Il dono del tempo, un flusso incessante e inafferrabile, esalta i grandi temi della poesia di Leonardo Pelagalli: l’amore, la morte, il dolore, rielaborati in un’esperienza poetica personale e intimistica che fonde modelli molto diversi tra loro. Dalla poesia francese ottocentesca a Quasimodo, passando per D’Annunzio e Pascoli.
La raccolta d’esordio di Leonardo Pelagalli, Ruit hora (ilfilorosso editore, 2021), coglie un fermento culturale eterogeneo che esalta le ragioni individuali di una poetica profonda ed esistenziale. Un cammino lungo e contorto che si snoda lungo due sentieri paralleli. O due parti, di cui la prima è divisa in tre cicli.
Il cavaliere e la chimera gioca con i diversi piani temporali nel raccontare lo sradicamento di un uomo appena uscito da un rapporto amoroso, di cui restano solo ansia, desolazione, persino noia moraviana. In questo caso tra il cavaliere poeta e la donna chimera si accende una dialettica conflittuale, un dualismo che ruota attorno alle differenze e alle contraddizioni che restano aperte in un perpetuo scontro esistenziale.
Brevità del tempo e angoscia per l’impossibilità di contenere questo flusso rappresentano i due grandi temi di Velo nero sui miei occhi. Qui la prospettiva si allarga, la rottura dell’assialità determina un’apertura, dall’interno si passa a un esterno caotico e incomprensibile a cui il poeta reagisce con angoscia.
Su pallide membra piogge sulfuree
risvegliano asfodeli cinerei.
Ululi di cristallo, roventi lucerne,
in sordidi oracoli
d’annidano e ridono tra occhi
di falena, fervide camelie che
lungo i fianchi intristiti solcano
aurore salmastre!
Il terzo ciclo, La polvere delle tue parole stilla dalle ombre, porta a termine il processo di allargamento degli angusti confini relazionali, registrando la nascita di un nuovo amore, una speranza che rivelerà ben presto il suo carattere illusorio e farà dello spazio esterno un deserto privato e silenzioso. La delusione, l’ennesimo oscuro prodotto della mente, viene resa dal poeta in una forma sempre più plastica, scorrevole, da versi liberi e brevi che si distendono nella forma del flusso di coscienza.

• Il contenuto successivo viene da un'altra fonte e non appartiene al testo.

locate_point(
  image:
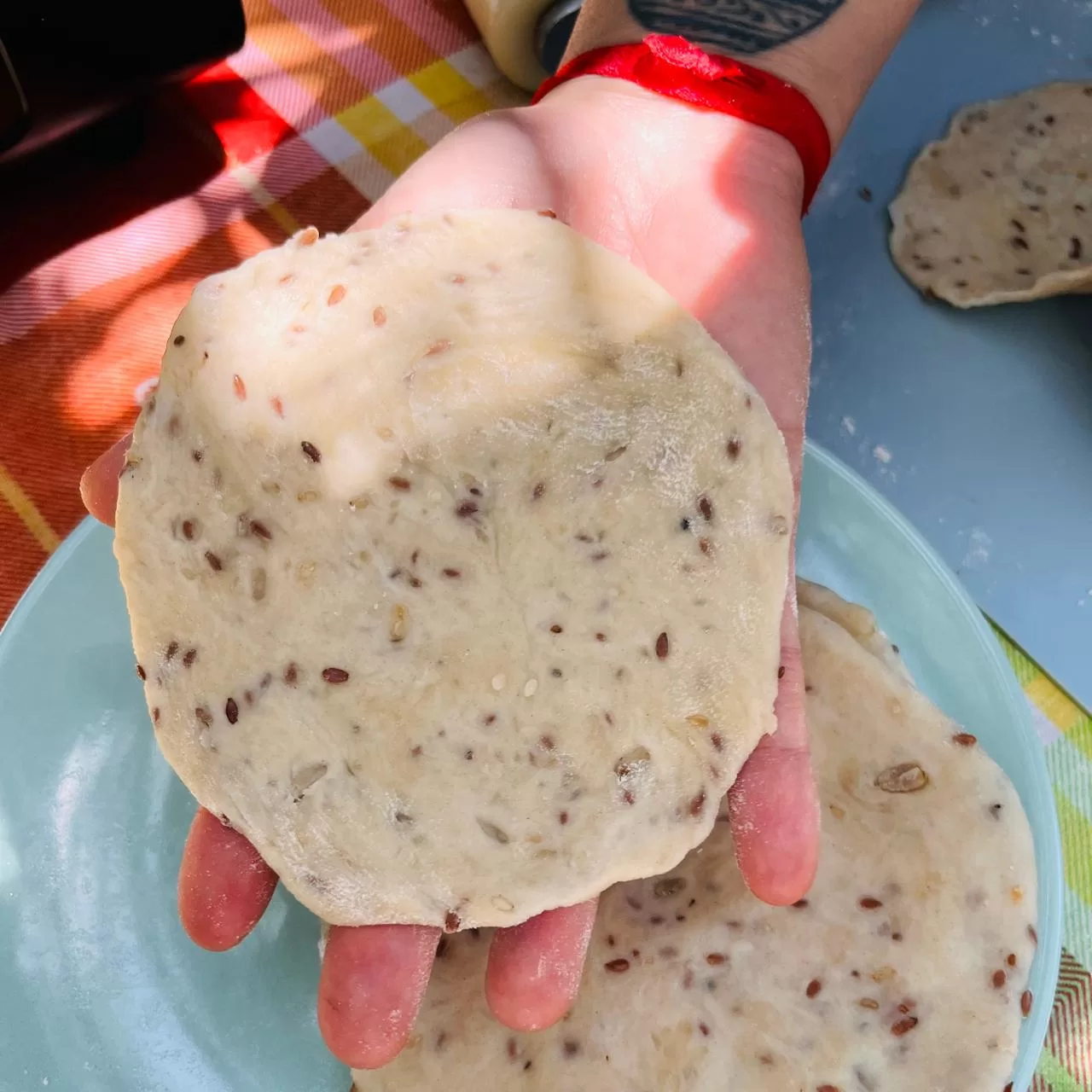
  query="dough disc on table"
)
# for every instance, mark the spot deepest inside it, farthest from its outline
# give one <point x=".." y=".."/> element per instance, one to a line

La seconda parte, I canti del deserto, riporta il tempo al centro dell’atteggiamento contemplativo del poeta che vive come un’angoscia quest’accelerazione interiore, questa frenesia vitalistica che impedisce di afferrare la materialità della vita che si scontra invece con la spiritualità. All’interno di un verso sempre più oscuro, di stampo ossianico, i temi disseminati nella prima parte della raccolta trovano in questa stagione una piena maturazione e pongono la necessità di affrontare i conflitti precedenti. La raccolta segue un percorso di formazione personale che conduce a quell’inevitabile confronto con i morti in cui il tempo cambia forma, natura e forse trova la sua vera essenza.